Ci fu un momento, nella mia infanzia, che decisi che lavare i piatti era assai divertente. Avevo circa otto anni, e non ricordo come scoprii questa fonte di spasso, tantopiù che in casa mia c’è sempre stata la macchina lavapiatti; quindi il lavaggio manuale avveniva sporadicamente, magari soltanto per i piatti della colazione o per qualcosa di occasionalmente lasciato fuori da una macchinata. E nemmeno ricordo cosa trovassi di così ricreativo in quest’incombenza: forse l’odore del sapone, l’idea di pulizia che vi è associata, la sensazione tattile dei piatti, il collegamento col mondo del cibo. In effetti ci sono un sacco di ragioni per cui lavare i piatti è fonte di spasso, a ben pensarci.

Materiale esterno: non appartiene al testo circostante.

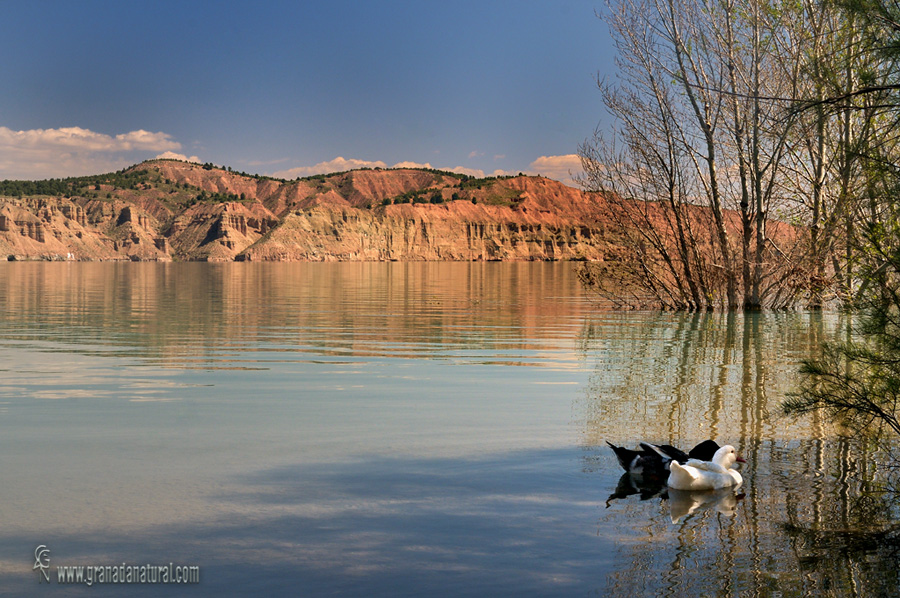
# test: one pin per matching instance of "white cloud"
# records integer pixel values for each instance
(72, 151)
(174, 156)
(561, 168)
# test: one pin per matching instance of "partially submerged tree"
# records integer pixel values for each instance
(728, 194)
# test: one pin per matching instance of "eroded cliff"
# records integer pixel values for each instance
(164, 210)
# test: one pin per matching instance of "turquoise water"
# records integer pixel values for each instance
(408, 429)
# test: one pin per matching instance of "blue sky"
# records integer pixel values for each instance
(297, 88)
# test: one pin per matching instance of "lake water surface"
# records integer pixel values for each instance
(410, 430)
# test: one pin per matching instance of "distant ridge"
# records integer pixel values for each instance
(163, 210)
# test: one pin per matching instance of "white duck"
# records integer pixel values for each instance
(705, 475)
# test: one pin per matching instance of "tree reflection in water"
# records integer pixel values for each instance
(814, 519)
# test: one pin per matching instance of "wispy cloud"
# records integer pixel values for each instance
(71, 151)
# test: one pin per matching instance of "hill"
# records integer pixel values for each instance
(169, 210)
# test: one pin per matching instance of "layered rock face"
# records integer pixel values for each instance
(186, 211)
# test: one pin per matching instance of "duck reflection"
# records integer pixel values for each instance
(646, 485)
(684, 503)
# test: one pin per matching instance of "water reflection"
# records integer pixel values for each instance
(248, 315)
(798, 530)
(414, 429)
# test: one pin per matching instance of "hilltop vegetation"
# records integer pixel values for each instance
(172, 210)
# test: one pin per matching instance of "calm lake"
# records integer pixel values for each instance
(426, 429)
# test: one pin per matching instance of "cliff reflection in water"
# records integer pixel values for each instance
(226, 315)
(809, 520)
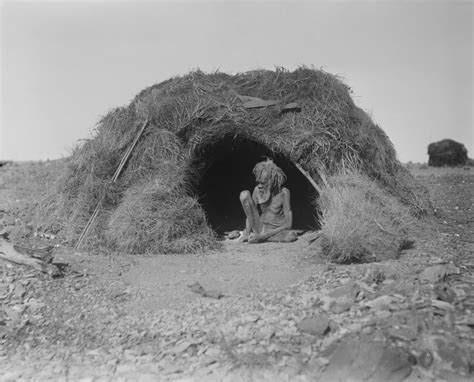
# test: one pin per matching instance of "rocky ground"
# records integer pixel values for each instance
(250, 312)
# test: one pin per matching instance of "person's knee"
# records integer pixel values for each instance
(245, 196)
(291, 236)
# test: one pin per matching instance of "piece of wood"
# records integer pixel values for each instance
(117, 173)
(291, 107)
(311, 180)
(8, 253)
(254, 102)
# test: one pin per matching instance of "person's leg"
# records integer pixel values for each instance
(251, 212)
(286, 236)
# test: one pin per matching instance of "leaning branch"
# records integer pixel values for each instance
(311, 180)
(8, 253)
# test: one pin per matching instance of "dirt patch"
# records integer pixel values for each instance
(162, 281)
(129, 317)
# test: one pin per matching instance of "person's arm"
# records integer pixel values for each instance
(246, 233)
(287, 223)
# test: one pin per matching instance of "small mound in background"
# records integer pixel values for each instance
(360, 221)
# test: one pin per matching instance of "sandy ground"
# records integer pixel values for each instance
(135, 318)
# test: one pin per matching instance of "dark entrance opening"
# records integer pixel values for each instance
(225, 169)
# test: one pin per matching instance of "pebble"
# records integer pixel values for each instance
(318, 325)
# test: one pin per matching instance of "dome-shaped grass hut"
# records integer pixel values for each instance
(205, 132)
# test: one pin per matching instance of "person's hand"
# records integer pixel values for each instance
(255, 238)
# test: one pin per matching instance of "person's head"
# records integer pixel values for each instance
(270, 179)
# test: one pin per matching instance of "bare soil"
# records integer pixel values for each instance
(285, 314)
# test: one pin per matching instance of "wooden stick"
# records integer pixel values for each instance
(8, 253)
(311, 180)
(117, 173)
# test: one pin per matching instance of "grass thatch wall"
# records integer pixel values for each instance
(152, 207)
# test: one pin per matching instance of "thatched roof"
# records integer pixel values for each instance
(157, 204)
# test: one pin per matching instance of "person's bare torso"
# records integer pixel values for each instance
(272, 213)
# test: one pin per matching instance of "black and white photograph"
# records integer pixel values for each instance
(223, 190)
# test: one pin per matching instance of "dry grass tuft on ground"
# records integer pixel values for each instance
(166, 201)
(360, 221)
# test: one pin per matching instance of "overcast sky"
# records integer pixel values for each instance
(409, 63)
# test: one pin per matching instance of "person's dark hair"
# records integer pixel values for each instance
(269, 170)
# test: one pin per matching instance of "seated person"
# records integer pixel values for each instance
(268, 212)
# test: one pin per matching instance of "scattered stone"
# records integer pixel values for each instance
(444, 292)
(199, 289)
(425, 359)
(340, 306)
(442, 305)
(453, 354)
(380, 303)
(317, 326)
(439, 272)
(403, 333)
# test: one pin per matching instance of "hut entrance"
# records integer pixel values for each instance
(225, 169)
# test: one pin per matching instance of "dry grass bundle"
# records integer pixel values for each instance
(360, 221)
(191, 114)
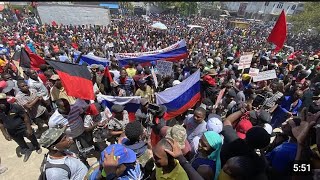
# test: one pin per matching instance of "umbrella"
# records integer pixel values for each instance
(159, 25)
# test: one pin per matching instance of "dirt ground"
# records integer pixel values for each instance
(17, 169)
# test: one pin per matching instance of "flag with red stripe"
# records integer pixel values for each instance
(76, 79)
(29, 59)
(278, 34)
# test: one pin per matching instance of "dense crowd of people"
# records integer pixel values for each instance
(257, 130)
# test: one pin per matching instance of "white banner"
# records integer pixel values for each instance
(245, 61)
(253, 72)
(265, 75)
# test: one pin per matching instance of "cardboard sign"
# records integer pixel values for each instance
(253, 72)
(154, 78)
(245, 61)
(265, 75)
(221, 93)
(164, 67)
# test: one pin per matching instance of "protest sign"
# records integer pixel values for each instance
(245, 61)
(164, 67)
(154, 78)
(253, 72)
(221, 93)
(265, 75)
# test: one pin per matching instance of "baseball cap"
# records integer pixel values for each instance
(125, 155)
(214, 124)
(54, 77)
(117, 108)
(50, 136)
(178, 133)
(243, 127)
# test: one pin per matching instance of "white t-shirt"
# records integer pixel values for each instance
(77, 168)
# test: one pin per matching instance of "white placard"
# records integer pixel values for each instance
(164, 67)
(245, 61)
(265, 75)
(253, 72)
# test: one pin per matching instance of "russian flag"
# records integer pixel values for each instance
(174, 52)
(90, 59)
(181, 97)
(131, 104)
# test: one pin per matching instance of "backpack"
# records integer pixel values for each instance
(46, 165)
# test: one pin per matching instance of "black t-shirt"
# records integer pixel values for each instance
(234, 146)
(14, 119)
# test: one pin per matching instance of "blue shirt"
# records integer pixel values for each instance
(281, 156)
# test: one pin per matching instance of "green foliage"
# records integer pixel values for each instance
(309, 18)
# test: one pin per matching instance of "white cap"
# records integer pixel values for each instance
(175, 82)
(214, 124)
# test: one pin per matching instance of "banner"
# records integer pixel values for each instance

Un giorno infausto era presente a casa mia la Nuccia, la mamma di una compagna di classe di mia sorella. A un certo punto mia mamma proclamò che c’era da lavare i piatti (ripensandoci, poteva essere un modo per far capire a quella signora che era ora di sloggiare!) e io mi intromisi: “Posso darti una mano?”. La Nuccia disse con un tocco di sarcasmo “Com’è volonteroso!”, al che mia mamma le rispose “No, lui si diverte!”, tipica conversazione su un bambino fatta come se lui non fosse presente. Comunque sia, iniziai a lavare i piatti bello gaio, ma a un certo punto avvenne il fattaccio. Nell’acqua del lavello incappai in un pezzo di pane infradiciato: non so perché, ma la cosa mi schifò al punto che mi tolse tutto il gusto di lavare i piatti, allora e per sempre. Che ci volete fare, ero un bimbo sensibile e volubile.
Ed è quindi per colpa di quel tozzo di pane se non mi si è aperta una brillante carriera come lavapiatti. Un’altra porta che mi si è chiusa per colpa del destino avverso.